Among the finest examples of Georgian architecture open to the public in Dublin are these two town houses, founded by Cardinal Newman as the Catholic University of Ireland in 1865, along with an adjoining Victorian hall. The college was founded as an alternative to the Protestant hegemony of Trinity College, which was then the only option available to those seeking third-level education in Ireland. The alma mater of James Joyce, Pádraig Pearse and Eamon de Valera can be visited by guided tour .
Newman House is still part of the college, which later decamped to the suburb of Belfield and changed its name to University College Dublin.
The house comprises two exquisitely restored town houses; No 85, the granite-faced original, was designed by Richard Cassels in 1738 for parliamentarian Hugh Montgomery, who sold it to Richard Chapel Whaley, MP, in 1765. Whaley wanted a grander home, so he commissioned another house next door at No 86.
Aside from Cassels' wonderful design, the highlight of the building is the plasterwork, perhaps the finest in the city. For No 85, the artists were the Italian stuccodores Paolo and Filipo LaFranchini, whose work is best appreciated in the wonderfully detailed Apollo Room on the ground floor. The plasterwork in No 86 was done by Robert West, but it is not quite up to the high standard of next door. When the newly founded, Jesuit-run Catholic University of Ireland took possession of the house in 1865, alterations were made to some of the more graphic plasterwork, supplying the nude figures with 'modesty vests'.

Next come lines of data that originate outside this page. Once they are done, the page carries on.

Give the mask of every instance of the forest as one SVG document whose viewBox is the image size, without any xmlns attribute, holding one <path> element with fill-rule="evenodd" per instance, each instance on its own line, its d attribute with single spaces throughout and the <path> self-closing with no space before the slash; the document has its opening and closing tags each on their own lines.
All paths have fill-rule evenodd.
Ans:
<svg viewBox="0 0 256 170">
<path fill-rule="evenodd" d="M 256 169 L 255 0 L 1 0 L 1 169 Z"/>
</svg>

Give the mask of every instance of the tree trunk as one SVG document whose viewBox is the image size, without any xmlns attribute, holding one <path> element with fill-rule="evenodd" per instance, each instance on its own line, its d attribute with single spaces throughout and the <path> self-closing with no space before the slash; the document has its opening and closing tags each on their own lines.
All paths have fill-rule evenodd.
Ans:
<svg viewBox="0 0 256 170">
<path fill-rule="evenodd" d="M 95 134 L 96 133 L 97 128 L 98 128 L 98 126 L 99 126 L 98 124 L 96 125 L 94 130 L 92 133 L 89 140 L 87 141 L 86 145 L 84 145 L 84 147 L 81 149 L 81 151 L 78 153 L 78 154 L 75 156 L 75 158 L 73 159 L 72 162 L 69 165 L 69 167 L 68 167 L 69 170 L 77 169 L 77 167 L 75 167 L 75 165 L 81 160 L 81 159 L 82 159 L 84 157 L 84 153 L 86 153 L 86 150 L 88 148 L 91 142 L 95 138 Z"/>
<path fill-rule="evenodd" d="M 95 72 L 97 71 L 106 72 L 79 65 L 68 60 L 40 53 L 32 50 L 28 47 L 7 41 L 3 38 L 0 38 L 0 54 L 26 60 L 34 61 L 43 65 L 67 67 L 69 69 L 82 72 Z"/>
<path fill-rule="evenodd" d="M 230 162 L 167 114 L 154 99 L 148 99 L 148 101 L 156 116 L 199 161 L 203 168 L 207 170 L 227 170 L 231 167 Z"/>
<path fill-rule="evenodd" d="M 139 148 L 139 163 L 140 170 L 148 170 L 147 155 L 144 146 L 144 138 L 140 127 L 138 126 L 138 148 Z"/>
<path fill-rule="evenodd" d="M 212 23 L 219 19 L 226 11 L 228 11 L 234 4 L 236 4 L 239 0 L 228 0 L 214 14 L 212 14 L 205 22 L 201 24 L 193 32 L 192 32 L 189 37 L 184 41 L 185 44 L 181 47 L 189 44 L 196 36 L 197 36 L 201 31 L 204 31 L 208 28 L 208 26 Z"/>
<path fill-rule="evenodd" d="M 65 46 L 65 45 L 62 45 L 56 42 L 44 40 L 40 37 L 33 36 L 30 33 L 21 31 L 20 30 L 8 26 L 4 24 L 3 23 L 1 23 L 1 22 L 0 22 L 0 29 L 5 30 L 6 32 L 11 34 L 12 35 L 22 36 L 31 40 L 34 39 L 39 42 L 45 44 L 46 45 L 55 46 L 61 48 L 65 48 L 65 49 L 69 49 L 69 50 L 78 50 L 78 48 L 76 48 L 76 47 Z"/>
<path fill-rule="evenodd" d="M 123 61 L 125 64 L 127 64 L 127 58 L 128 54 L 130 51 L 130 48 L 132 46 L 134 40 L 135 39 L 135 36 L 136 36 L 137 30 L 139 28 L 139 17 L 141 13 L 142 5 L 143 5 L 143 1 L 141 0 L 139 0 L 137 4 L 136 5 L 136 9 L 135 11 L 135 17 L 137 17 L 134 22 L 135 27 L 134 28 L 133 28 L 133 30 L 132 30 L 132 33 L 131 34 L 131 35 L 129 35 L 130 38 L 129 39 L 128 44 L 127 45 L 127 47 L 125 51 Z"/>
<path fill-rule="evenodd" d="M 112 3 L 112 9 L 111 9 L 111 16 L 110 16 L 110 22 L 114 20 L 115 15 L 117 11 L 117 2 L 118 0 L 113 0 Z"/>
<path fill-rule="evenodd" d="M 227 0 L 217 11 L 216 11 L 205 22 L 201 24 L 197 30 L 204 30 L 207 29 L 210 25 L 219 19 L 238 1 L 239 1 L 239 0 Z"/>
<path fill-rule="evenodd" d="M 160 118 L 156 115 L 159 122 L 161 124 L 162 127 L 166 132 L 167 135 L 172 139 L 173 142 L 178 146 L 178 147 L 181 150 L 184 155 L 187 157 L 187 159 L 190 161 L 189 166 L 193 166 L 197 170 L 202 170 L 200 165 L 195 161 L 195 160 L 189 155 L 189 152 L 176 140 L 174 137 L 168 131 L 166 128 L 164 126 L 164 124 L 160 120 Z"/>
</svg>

During Whaley's residency, the house developed a certain notoriety, largely due to the activities of his son, Buck, a notorious gambler and hell-raiser who once walked all the way to Jerusalem for a bet and somehow connived to have himself elected to parliament at the tender age of 17. During the university's tenure, however, the residents were a far more temperate lot. The Jesuit priest and wonderful poet Gerard Manley Hopkins lived here during his time as professor of classics, from 1884 until his death in 1889. Hopkins' bedroom is preserved as it would have been during his residence, as is the classroom where the young James Joyce studied while obtaining his Bachelor of Arts degree between 1899 and 1902.